Plot: Samuel Mullins (Anthony LaPaglia) is a master doll maker, but his family is his true passion, so when his young dies, he is devastated. He and his wife Esther (Miranda Otto) do their best to move on, but he ceases his doll making business and even years later, he struggles to cope. Over a decade after her death, the couple opens their home to a nun and a group of orphans. Samuel has few rules, but he asks them to leave his late daughter’s room alone and to not bother his wife. Of course, the young orphans are curious and wind up going into the daughter’s room, where one of them discovers an eerie doll in the closet. But was there a reason Samuel locked the room and has the door being opened unleashed something into the house?

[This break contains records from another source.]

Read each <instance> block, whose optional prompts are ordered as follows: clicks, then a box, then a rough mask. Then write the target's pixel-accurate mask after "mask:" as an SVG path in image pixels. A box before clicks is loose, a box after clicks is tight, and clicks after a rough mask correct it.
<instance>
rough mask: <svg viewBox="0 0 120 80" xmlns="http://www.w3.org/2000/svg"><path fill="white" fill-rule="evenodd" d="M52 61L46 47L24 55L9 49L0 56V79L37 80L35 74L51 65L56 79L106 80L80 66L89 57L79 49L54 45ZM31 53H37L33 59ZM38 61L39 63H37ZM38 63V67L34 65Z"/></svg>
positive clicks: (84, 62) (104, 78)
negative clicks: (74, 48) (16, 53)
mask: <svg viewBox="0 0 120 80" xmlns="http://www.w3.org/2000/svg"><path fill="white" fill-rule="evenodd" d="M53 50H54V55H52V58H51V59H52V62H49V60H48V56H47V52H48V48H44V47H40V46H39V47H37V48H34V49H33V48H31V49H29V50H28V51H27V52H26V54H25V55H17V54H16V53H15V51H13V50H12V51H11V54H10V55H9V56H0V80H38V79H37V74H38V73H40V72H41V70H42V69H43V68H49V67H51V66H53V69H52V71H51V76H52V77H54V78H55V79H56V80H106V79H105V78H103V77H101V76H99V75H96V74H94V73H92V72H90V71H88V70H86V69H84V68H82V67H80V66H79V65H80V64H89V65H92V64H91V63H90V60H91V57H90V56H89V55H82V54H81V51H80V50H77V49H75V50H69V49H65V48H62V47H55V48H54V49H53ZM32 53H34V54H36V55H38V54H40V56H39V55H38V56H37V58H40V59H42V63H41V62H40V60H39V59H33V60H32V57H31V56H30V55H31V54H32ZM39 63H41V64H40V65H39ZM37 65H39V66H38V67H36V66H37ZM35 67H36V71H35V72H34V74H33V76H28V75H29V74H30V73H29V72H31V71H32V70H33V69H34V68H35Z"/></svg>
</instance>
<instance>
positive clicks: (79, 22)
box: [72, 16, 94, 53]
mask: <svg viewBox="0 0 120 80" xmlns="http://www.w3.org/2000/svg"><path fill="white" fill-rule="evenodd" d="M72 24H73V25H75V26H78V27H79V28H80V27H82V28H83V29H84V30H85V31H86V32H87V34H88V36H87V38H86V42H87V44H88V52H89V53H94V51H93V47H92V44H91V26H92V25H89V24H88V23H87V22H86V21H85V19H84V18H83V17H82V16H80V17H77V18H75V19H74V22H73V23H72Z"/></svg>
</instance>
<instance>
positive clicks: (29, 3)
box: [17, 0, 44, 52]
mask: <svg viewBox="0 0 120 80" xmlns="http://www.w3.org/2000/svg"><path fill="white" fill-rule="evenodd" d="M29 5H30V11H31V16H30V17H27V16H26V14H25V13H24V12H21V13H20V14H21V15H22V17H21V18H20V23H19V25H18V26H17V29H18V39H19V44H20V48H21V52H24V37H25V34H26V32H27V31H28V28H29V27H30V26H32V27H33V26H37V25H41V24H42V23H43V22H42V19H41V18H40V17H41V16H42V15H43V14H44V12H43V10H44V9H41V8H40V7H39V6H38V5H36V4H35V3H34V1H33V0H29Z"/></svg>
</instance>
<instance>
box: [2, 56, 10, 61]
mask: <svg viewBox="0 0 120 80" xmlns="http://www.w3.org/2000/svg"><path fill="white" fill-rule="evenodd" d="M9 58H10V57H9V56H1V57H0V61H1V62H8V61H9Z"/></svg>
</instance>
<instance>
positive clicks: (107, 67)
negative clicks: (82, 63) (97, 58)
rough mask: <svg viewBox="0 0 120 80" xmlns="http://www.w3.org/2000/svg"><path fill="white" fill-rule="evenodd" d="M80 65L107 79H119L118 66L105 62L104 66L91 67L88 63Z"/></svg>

Entertainment Value: As much as I liked The Conjuring, spin-off Annabelle was a middle of the road horror movie, so I had about the same expectations for this prequel to the creepy doll flick. The narrative rewinds time and takes us back to the doll’s origins, so we get to see how Annabelle came to be infused with supernatural evil. I still wasn’t dazzled by this one, but I do think it was a step in the right direction and a better movie than Annabelle on all fronts. A lot of attention to detail is evident here, with little touches to pick up and a focus on scares, especially as the movie barrels toward the finale. The final act is like one horror set piece after another, which means a number of cheap scares, but also some effective ones. I liked how the demon was pretty much in every corner of the house, as it let bad things happen all the time, even if it did reach ridiculous levels at some points. In any case, the kinetic pace was appreciated and so were the chain reactions of scares, so at least Annabelle: Creation puts in the effort to provide a spooky ride. I still don’t think the doll itself is that creepy, but this prequel is a solid watch and earns a recommendation.
A good cast was assembled here, with young horror veteran Lulu Wilson as one of the standout performances. Her effort here is sincere and the dynamic with Talitha Eliana Bateman is one of the movie’s strong suits, even if the script doesn’t do as much with it as it should have. I have to think with more focus and development, these two could have carried the entire picture on their shoulders, but even as it stands, both are terrific here and elevate the movie. Anthony LaPaglia dials up his performance, but it makes sense and is fun to watch. The movie’s tone is serious and even dark, but there’s room for some over the top moments and LaPaglia delivers. I wish Miranda Otto had more do to here, but at least she gets some of the more memorable moments, which allows her to make the most of her appearances. I think the cast overall does well, but some potential is certainly left on the table here. The cast also includes Brand Greenquist, Grace Fulton, and Stephanie Sigman.